This is how Arendt approaches the ‘body politic’: sovereignty is in the realm of human affairs the equivalent of mastership in world of things. Both activities, because they are collective and therefore do not die with the individual’s death, provide a kind of immortality to our presence on earth, and set aside the mortality and dereliction of lone bodily needs. The leading principle of the collective body, its symbolic head, might not need to be a person: it can be a common productive goal, whether we are dealing with the corporative production of goods or the more political production of The Good.
Therefore collective bodies are partly an antithesis of the individual body, a negation of it. The spirit of the corps de métier is an overtaking of individual vulnerability, a lowering of animal fear, an avoidance of painful striving for survival. Corporations can be seen as a disembodiment of the individual, a spiritualization indeed if by spirit we mean a sustainable realm extracted from the mortal and suffering process of life (some members of the guild might die but the corps as an abstraction can survive if new apprentices enlist and if the goal, rights and rules are maintained). Competition shifts from the numerous human persons to be displayed and if possible ordered between less numerous corporations.
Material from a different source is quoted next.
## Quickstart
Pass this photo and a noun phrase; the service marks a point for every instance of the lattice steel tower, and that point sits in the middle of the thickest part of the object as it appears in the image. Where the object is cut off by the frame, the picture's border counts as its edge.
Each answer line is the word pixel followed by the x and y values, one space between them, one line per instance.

We now understand why the corps de métier also were:
units of pervasive and enduring solidarity as well as hierarchical, punitive, and jealously particularistic privileged institutions. Nor was there anything paradoxical, in the culture and society of the old regime, about this combination of hierarchy, surveillance, particularism, and solidarity. The very word ‘corps’, or body, which was used to designate a bewildering variety of institutions in seventeenth- and eighteenth-century France, necessarily implied all of these characteristics. All bodies were composed of a variety of organs and members, which were hierarchically arranged and were placed under the command of the head. Each body was distinct from every other, with its own will, its own interests, its own internal order, and its own esprit de corps.
 William H. Sewell, Jr., Work and Revolution in France, p. 36.